The same kind of thing might be said about Schopenhauer when he suggests a choice between seeing the world as nothing and Nirvana as everything or vice versa. I think this is at least roughly what I was trying to get at when I expressed doubts about a generalized reverence for life. But I don't mean that we can or should just write off Nietzsche, Schopenhauer, and, while we're at it, perhaps the whole of Buddhism, Hinduism, and other religions too. What I mean (for what it's worth) is that the only honest, non-sentimental way to love the world (or life, or anything else as general as that) is to do so as these things are incarnated in particulars. Without attention to particulars there is no true love. (Can I get away with a grand claim like that?) And I think that this means there are (speaking broadly) two ways to be un-loving: to pay attention to particulars in the wrong way (e.g. callously or sadistically) and to disregard particulars and focus instead on abstractions or generalizations.

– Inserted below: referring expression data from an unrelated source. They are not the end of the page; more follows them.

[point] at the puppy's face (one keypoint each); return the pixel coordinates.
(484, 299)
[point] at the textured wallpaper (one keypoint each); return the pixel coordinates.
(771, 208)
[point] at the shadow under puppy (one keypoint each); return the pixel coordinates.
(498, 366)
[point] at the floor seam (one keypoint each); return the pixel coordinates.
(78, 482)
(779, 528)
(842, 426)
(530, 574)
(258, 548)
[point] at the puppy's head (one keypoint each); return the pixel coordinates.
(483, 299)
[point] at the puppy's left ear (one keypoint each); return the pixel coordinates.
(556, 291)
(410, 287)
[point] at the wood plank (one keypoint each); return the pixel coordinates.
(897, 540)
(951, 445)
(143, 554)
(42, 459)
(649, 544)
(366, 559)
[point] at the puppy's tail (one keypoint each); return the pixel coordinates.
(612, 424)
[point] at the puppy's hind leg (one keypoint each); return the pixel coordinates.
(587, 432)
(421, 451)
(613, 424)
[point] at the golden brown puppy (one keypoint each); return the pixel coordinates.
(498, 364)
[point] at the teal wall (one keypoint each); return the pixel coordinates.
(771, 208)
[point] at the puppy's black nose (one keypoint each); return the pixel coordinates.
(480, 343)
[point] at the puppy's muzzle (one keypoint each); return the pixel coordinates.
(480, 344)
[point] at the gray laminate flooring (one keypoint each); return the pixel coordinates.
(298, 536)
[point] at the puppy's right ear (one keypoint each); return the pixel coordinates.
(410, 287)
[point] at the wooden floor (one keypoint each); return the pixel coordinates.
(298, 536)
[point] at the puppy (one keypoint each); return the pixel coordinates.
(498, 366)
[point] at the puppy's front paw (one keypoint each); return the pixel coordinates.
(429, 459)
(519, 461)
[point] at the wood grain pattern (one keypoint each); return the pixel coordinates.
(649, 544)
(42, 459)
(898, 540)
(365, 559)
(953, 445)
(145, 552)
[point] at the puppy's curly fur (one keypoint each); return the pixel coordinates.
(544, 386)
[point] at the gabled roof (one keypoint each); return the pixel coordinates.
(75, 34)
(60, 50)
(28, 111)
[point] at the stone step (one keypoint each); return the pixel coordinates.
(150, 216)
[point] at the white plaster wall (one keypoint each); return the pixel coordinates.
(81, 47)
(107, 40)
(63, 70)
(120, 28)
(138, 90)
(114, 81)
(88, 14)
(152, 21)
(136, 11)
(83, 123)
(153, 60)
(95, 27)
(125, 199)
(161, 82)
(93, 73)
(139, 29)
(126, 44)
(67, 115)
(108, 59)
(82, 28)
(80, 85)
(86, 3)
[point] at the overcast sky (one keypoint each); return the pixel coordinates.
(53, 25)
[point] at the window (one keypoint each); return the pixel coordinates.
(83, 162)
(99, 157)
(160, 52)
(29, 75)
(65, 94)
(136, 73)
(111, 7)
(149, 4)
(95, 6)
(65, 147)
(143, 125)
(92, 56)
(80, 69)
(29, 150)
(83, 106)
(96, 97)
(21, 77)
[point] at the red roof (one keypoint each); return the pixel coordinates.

Military crimes tend to be of the former sort, as when they show or embody indifference to the innocent people killed along with the target (in a clumsy drone strike, for instance), or when they deliberately aim at inflicting pain (in the use of torture). Terrorism seems to be of the latter sort. Real targets are attacked, but as symbols, not because of what they actually are. The best example I can think of is the attack on time itself in the form of the Greenwich Observatory in Conrad's The Secret Agent, but the 9/11 attacks come to mind also, given their symbolic date and targets. The recent atrocity in Norway is another example, if the children killed were targeted because of what they were considered to 'represent' (i.e. their political views).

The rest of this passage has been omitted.